Drüben im alten Blog hatte ich mich irgendwann im Frühjahr auf das Bevorstehende gefreut: 36 Grad. Für mich der Inbegriff eines echten Sommers. Gut, an die 36 kamen wir dieses Jahr selten richtig ran, auch nicht hier im traditionell priveligierten Süden, aber er war schon ok, dieser Sommer. Und gerade jetzt, wo der Sommer sich noch einmal richtig aufbäumt, wo das Büro glüht und wir nochmal eine Ahnung von 36 Grad bekommen, entdecke ich das hier: einen wunderbaren Remix des coolsten Sommersongs 2008. Den ich schon im Frühjahr gepostet hatte. Diese Version ist ungleich relaxter, spätsommerlicher sozusagen. Mittendrin immer natürlich diese unglaublich coole Frau Humpe, bei der selbst ein Eisblock schmilzt (und schwärme bitte sehr niemand mehr von 50jährigen Frauen im Kontext mit Madonna, wenn er sich nicht zuvor Frau H. angesehen hat).  Jedenfalls läuft das Ding seit dem ersten Sonnenstrahl heute über die neuen Bose-Speaker im Office und auf dem iPod und überhaupt überall da, wo ich stehe und gehe.
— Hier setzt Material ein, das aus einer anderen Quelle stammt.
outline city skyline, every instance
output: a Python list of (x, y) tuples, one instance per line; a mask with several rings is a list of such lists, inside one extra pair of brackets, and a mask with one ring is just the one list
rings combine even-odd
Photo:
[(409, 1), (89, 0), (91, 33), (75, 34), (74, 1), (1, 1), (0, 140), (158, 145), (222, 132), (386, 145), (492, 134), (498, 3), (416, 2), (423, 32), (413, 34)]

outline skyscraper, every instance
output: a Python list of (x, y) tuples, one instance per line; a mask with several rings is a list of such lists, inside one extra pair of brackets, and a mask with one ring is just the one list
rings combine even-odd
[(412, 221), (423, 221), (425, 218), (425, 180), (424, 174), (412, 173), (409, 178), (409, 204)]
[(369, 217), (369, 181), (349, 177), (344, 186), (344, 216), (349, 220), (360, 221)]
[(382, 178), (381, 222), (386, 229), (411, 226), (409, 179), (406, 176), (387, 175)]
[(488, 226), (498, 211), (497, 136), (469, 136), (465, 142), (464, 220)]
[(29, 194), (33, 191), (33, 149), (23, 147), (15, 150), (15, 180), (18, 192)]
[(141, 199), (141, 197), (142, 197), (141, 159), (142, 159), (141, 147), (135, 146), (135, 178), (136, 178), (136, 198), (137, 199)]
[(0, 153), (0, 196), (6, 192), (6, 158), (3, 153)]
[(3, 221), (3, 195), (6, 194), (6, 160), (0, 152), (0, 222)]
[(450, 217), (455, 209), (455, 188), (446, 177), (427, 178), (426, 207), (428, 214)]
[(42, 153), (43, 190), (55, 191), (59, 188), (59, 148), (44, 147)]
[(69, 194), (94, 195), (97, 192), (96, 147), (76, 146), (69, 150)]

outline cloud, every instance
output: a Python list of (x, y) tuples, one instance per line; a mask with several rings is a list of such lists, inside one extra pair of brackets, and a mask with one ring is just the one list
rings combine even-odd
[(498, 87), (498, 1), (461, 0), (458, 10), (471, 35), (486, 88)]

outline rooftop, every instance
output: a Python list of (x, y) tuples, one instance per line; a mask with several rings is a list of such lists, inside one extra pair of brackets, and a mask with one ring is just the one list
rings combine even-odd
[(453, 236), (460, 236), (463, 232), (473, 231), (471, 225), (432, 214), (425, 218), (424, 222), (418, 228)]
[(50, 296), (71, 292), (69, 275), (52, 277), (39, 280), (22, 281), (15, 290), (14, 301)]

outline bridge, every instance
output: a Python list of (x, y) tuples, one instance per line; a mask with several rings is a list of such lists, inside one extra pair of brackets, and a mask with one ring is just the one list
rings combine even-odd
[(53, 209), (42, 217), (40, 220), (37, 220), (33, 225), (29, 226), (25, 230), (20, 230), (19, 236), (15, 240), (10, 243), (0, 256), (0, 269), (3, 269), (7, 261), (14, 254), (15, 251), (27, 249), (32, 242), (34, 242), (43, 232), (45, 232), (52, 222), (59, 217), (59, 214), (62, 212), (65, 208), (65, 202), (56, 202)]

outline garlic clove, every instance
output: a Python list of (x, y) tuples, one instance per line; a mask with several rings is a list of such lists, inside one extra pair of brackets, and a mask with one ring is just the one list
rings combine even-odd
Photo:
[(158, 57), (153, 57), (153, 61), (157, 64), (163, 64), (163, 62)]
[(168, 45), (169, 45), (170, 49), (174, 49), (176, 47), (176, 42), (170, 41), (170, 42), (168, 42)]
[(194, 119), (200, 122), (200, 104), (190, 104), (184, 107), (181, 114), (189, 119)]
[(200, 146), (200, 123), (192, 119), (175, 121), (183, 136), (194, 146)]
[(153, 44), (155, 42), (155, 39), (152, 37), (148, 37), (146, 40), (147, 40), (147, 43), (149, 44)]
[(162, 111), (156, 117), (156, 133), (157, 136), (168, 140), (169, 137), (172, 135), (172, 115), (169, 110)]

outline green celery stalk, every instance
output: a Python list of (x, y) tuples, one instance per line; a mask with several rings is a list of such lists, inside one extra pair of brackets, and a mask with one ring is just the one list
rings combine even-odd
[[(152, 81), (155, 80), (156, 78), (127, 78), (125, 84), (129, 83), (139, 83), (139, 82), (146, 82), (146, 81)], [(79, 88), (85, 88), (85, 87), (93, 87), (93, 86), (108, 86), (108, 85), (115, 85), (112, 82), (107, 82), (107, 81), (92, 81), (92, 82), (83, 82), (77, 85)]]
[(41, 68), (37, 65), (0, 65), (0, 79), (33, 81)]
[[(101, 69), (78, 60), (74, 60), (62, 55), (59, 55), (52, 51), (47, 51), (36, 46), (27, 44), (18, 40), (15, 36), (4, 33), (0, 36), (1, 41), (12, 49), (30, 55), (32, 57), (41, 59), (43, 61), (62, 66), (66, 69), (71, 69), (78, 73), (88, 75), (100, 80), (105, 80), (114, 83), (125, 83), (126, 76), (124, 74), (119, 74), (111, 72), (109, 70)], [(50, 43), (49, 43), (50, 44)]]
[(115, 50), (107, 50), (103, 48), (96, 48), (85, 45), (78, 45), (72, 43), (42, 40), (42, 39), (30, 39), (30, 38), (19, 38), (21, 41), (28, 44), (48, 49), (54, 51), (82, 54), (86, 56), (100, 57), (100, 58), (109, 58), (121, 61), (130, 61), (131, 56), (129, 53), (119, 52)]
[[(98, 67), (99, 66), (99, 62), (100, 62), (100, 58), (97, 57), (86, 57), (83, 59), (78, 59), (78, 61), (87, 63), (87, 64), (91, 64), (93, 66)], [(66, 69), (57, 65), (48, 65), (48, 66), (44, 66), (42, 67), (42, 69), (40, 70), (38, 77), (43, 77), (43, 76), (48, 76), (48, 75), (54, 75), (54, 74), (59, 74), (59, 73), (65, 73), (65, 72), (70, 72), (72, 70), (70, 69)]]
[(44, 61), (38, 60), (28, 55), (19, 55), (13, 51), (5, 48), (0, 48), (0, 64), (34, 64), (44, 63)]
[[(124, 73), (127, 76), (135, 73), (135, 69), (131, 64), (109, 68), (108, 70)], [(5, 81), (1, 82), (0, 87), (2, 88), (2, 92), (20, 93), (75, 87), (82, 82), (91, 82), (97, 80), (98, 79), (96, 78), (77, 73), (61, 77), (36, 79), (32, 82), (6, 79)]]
Das Projekt, für alle die es interessiert: das Projekt nennt sich „Rhythms del Mundo“ und bringt Leute dazu, ihre besten Songs klassisch kubanisch zu arrangieren.  Ich hab´inzwischen zwei komplette CD´s davon (natürlich nicht als CD, aber wenn ich noch CD´s hätte, wären es CD´s). Das ist wirklich große Musik, sofern es draußen heiß ist. 36 Grad eben.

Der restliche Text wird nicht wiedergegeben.